A Ilusão das Fórmulas Comportamentais

Hoje: 19-04-2024

Página escrita por Rubem Queiroz Cobra
Site original: www.cobra.pages.nom.br

Na segunda metade da década de 50 e na primeira metade da década de 60, produziram-se muitas pesquisas relativas ao comportamento e às atividades cerebrais, as quais assentaram de vez as bases biológicas dos fenômenos mentais. São dessa época os estudos comparativos do comportamento animal, os estudos envolvendo estimulação e mapeamento de regiões do cérebro, experimentos com drogas, etc. Uma coleção de artigos relatando essas pesquisas, divulgados no Scientific Americam, editada em 1967, foi traduzida e publicada no Brasil (Psicobiologia: as bases biológicas do comportamento. Trad. de Lídia Aratangy, Livros Técnicos e Científicos, Rio de Janeiro, 1975).

Simultaneamente aos estudos em neurologia e psicofarmacologia da época, Burrhus Skinner desenvolveu sua teoria do reflexo condicionado, e Jean Piaget os testes de aptidão mental de cujos resultados ele deduziu a existência de matrizes biológicas para o raciocínio lógico. Estes dois pesquisadores propuseram suas fórmulas para explicar o comportamento humano.

Skinner criou a famosa fórmula S – R (estímulo resposta) e a teoria da educação por meio de reflexos condicionados. Para ele a mente era uma “caixa preta” sem maior interesse, porque o que contava eram as técnicas para criar um comportamento condicionado, que respondia a estímulos, e não qual o mecanismo na mente que o processava.
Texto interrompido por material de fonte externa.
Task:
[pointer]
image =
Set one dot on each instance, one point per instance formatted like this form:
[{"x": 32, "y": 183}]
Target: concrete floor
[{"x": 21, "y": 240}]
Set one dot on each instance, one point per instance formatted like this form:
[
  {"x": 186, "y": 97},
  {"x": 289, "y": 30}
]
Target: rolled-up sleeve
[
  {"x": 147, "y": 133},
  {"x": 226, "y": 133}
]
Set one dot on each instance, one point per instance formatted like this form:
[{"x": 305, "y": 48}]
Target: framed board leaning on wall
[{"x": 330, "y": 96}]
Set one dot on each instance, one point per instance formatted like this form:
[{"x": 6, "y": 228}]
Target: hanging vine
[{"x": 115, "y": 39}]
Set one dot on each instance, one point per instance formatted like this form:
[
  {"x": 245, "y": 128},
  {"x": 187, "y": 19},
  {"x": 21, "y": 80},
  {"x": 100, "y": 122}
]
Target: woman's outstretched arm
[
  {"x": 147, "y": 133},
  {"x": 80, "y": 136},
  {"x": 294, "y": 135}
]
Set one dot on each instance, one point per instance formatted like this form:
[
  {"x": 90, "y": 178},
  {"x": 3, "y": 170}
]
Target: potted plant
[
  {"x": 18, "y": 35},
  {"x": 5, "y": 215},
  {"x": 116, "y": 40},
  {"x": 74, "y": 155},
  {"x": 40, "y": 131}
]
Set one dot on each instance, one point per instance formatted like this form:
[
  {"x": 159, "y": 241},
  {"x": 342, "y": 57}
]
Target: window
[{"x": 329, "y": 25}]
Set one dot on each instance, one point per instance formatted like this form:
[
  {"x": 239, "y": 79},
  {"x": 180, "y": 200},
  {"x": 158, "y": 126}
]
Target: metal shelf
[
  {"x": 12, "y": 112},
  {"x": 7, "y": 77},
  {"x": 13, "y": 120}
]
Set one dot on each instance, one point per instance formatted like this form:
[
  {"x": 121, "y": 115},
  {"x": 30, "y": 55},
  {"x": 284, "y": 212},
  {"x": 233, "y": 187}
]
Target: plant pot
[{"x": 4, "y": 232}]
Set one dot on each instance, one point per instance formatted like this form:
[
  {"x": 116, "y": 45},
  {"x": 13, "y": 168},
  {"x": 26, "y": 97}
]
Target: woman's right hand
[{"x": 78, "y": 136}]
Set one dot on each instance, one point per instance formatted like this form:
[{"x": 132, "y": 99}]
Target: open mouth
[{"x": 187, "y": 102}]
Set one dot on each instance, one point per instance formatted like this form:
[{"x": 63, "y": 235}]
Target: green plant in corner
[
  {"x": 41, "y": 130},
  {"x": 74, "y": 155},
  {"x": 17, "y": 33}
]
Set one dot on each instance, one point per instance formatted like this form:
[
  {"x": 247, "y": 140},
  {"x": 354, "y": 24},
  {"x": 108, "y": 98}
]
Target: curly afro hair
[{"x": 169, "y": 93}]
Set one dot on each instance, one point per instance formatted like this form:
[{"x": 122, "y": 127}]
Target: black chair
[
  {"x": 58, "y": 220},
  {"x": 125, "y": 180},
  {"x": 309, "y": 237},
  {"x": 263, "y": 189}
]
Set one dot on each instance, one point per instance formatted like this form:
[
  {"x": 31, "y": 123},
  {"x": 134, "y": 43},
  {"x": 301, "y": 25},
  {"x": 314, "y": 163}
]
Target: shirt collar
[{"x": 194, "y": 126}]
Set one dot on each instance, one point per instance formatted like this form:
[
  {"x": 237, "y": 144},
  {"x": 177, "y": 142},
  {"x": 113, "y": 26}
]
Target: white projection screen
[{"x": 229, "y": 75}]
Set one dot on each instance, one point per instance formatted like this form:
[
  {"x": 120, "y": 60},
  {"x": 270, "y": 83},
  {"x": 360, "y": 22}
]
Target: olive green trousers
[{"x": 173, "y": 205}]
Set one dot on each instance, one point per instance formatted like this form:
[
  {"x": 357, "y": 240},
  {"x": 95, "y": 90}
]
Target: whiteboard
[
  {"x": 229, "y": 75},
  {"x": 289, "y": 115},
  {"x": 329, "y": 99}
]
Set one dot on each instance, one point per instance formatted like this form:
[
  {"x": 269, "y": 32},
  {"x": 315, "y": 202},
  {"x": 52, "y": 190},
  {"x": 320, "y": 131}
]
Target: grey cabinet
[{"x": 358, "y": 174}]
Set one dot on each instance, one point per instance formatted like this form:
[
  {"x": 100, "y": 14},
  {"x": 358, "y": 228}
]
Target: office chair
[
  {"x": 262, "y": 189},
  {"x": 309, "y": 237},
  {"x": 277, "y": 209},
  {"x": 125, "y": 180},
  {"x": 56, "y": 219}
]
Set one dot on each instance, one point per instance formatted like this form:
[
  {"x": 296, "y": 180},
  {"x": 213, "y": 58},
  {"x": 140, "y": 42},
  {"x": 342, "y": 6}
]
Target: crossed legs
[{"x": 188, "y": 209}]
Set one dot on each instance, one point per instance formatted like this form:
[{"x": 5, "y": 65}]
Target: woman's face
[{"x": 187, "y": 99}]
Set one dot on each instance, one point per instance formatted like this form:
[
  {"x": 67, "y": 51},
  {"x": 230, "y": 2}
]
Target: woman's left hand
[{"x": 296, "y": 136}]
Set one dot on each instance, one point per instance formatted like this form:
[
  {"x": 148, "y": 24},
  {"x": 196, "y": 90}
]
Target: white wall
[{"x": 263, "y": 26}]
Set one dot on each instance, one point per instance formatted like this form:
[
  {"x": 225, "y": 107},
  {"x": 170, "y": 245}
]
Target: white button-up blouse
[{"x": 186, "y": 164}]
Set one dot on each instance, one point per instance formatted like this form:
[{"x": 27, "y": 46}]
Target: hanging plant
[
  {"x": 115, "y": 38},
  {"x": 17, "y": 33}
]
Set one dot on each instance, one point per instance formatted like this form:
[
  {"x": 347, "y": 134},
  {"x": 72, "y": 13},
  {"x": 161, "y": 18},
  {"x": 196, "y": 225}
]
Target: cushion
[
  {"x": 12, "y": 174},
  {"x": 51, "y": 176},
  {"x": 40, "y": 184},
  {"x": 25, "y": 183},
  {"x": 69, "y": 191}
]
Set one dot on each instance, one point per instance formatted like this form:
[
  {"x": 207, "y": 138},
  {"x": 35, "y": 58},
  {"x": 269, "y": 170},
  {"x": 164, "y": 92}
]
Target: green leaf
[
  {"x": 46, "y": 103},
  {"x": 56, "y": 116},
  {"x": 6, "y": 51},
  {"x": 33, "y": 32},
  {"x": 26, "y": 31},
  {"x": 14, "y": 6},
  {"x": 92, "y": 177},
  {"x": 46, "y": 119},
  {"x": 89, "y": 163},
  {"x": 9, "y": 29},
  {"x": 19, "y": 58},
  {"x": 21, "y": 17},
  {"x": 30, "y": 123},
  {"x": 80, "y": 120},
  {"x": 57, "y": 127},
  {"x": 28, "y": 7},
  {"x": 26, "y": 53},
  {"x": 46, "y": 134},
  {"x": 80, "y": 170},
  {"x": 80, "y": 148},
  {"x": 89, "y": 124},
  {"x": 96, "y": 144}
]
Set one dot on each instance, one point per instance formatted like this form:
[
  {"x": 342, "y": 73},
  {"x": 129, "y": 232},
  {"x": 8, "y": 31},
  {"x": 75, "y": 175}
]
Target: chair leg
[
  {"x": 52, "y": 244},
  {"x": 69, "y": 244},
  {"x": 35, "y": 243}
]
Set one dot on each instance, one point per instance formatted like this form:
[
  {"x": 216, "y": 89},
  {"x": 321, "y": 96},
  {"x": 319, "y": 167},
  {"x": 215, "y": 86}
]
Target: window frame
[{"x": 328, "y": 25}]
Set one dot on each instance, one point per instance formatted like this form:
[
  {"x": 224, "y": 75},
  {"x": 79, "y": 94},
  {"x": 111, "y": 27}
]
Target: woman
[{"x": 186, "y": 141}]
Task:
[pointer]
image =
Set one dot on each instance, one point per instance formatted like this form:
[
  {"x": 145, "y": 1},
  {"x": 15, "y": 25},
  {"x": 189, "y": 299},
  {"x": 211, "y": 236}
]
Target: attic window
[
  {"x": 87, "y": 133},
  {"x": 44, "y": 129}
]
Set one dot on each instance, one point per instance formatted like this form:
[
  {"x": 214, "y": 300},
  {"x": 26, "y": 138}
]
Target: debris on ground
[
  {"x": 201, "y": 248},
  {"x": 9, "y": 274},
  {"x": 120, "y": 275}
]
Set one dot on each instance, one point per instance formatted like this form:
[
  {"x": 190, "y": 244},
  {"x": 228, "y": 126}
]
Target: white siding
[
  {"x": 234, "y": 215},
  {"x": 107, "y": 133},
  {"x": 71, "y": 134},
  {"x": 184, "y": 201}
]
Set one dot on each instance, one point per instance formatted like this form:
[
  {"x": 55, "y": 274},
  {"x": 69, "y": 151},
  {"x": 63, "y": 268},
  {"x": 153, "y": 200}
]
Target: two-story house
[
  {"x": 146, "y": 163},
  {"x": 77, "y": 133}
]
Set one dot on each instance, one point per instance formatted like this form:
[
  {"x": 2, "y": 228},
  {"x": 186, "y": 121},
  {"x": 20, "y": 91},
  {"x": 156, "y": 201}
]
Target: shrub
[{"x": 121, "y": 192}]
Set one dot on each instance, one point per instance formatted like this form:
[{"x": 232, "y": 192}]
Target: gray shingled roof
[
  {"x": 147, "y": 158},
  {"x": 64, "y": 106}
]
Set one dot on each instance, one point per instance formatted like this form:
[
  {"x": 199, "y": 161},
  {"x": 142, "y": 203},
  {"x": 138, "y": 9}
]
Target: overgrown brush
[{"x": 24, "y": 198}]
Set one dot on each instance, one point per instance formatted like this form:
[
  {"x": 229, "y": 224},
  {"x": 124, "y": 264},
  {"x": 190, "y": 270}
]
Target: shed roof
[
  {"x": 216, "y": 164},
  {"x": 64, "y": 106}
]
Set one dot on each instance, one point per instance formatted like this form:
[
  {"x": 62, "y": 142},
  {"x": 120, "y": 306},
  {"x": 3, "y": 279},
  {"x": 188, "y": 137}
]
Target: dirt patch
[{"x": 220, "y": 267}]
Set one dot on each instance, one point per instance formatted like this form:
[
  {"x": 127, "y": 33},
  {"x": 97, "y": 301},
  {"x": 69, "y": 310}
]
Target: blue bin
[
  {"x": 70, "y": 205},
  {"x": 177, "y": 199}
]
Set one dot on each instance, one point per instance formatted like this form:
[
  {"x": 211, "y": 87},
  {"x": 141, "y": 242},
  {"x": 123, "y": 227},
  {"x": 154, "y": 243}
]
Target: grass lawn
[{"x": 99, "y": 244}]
A fórmula de Piaget, ao contrário, levava em conta justamente as funções mentais, com o argumento de que não podia ser ignorada a condição interna da mente, que permite a assimilação do aprendizado às suas estruturas.

Piaget, por meio de testes aplicados a crianças desde o nascimento, constatou que o pensamento lógico somente aparece como uma aptidão mental ao final da infância. A capacidade de raciocínio da criança se aperfeiçoa percorrendo estágios sucessivos que ele vinculou ao desenvolvimento do sistema nervoso. Concluiu que, se essa aptidão dependia do desenvolvimento orgânico do indivíduo, então o próprio raciocínio dependia de estruturas orgânicas ou genéticas. Criticando a fórmula de Skinner Piaget declarou em seu livro de 1970, L’Epistémologie Génétique (Presses Universitaires de France, coleção “Que sais-je?”, 1996) que a explicação behaviorista clássica da aprendizagem, expressa no binômio S-R, “estímulo-resposta”, era incompleta. Argumentou que, se um estímulo se apresenta e provoca uma resposta, isto só ocorre porque existe previamente uma estrutura que reconhece um significado no estímulo.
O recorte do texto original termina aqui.